2002 Feb 01
David M. Raab
DM News
February, 2002

Are you passionate about your toothpaste?

Probably not, even though you recognize it’s important and suspect there are significant differences among products. But imagine the scientists who work in toothpaste labs: they are masters of dentifrice minutia and no doubt spend long hours in fierce debate over the merits of alternate approaches. There are probably bitter personal feuds–perhaps even the occasional homicide, unreported in the mainstream news media–grounded in opposing theories of cavity prevention.

Data matching software is the same way. Most of us don’t give much thought to the details of matching techniques, but the people who develop such systems have developed detailed taxonomies and dismissive critiques of opposing methods. The poor layman who tries to use these analyses to make an intelligent product selection is soon hopelessly bewildered.

Integrity (Vality Technology Inc., 617-338-0300, www.vality.com) uses what the vendor calls “probabilistic” matching–a technique that considers rareness of data values as well as their similarity when judging the significance of a match. In other words, a match on a common name like “O’Neal” counts for less than a match on an unusual name like “Mutombo”.

This is a pretty sexy concept, at least by the standards of matching software, and it does distinguish Integrity from competitive systems. But the focus on probabilitistic techniques also obscures ways in which Integrity resembles other matching products–and some sigificant differences.

First the similarities. Like all matching systems, Integrity accepts input records, parses them into specific elements such as last name and street number, standardizes entries to reduce variations such as nicknames and abbreviations, and then identifies groups of records that are similar enough to be worth comparing in detail. Integrity provides a broad range of capabilities in all these areas. It can read relational database tables as well as the usual flat files; it can perform a wide range of data transformations including string manipulation and table-based value substitutions; and it lets users apply multiple grouping rules without physically resorting the records.

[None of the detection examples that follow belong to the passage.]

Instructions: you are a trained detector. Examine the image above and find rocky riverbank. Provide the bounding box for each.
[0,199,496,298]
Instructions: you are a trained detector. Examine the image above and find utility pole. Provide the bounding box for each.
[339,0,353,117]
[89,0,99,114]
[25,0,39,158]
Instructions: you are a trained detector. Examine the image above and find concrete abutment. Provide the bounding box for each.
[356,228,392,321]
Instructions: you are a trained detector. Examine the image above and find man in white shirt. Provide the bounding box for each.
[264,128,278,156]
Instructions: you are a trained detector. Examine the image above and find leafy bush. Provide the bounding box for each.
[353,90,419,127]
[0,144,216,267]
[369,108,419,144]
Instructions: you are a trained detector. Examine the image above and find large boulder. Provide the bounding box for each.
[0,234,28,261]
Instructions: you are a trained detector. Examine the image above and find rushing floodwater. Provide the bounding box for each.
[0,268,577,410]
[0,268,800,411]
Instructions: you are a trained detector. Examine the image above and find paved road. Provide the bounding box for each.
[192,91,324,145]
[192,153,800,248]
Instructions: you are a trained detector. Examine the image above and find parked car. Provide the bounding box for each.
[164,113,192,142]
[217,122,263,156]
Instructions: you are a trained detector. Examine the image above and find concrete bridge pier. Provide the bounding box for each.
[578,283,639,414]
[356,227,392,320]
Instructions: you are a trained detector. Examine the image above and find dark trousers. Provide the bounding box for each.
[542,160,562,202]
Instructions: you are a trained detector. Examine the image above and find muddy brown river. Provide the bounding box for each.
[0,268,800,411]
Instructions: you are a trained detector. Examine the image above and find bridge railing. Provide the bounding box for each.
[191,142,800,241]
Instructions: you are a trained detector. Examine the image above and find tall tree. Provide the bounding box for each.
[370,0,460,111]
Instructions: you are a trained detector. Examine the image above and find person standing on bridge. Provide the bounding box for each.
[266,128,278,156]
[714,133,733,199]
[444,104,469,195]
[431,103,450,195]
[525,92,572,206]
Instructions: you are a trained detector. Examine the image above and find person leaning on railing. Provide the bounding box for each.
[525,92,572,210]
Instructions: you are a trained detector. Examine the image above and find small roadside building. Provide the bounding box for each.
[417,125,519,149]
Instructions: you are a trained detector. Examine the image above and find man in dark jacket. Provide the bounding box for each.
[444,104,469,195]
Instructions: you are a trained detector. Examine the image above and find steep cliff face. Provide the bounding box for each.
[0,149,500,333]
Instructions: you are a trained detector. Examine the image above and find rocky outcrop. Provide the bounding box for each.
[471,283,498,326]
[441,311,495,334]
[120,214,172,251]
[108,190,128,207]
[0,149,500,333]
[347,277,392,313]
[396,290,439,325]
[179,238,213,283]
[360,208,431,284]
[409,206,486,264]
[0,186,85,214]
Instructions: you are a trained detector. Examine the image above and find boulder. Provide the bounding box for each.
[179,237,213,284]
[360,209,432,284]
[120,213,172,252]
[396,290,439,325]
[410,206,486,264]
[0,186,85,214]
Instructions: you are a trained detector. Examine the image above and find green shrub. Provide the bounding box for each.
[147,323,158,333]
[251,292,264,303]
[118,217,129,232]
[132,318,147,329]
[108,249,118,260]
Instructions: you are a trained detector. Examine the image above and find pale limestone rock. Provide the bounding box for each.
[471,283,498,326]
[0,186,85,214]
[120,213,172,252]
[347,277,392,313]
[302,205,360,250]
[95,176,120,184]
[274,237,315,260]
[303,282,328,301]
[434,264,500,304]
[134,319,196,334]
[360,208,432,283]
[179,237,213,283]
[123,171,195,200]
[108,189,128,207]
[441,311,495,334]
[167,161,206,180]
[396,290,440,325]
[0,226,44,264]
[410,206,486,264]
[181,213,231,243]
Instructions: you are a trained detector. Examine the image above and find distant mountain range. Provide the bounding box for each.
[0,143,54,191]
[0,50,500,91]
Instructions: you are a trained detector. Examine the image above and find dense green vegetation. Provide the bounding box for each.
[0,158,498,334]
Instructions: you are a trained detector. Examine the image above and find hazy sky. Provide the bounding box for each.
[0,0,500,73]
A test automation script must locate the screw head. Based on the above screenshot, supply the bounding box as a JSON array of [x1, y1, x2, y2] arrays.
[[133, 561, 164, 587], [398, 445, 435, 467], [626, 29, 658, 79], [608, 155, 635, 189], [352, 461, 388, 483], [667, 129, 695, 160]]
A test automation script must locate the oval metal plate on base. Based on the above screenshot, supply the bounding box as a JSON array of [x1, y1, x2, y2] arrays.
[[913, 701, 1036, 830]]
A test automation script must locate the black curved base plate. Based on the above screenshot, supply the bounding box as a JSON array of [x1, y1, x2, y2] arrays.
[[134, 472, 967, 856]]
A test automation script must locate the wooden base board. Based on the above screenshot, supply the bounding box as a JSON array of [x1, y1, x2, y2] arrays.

Integrity also applies particularly sophisticated methods to parsing and standardization. Like other systems, it has large tables that list the roles typically played by common words: for example, “street”, “avenue”, “lane” and “road” are usually a “street type”. The problem is that many words can play several roles or appear in different orders: “Lane” could be a first or last name; “Avenue B” and “Fifth Avenue” are both real addresses. Most system resolve these ambiguities by assigning a role code to word in a line and then looking for the resulting sequence of codes in a reference table; if they do not find a sequence using the most common role for each word, they may assign alternate codes and look for the sequence that results from that. This method is effective but requires very large tables to accommodate all the different potential sequences. Integrity instead works with smaller sequences that represent fragments of a name or address line, and looks for these within each line. This lets the system interpret a wide variety of sequences using relatively few standard patterns.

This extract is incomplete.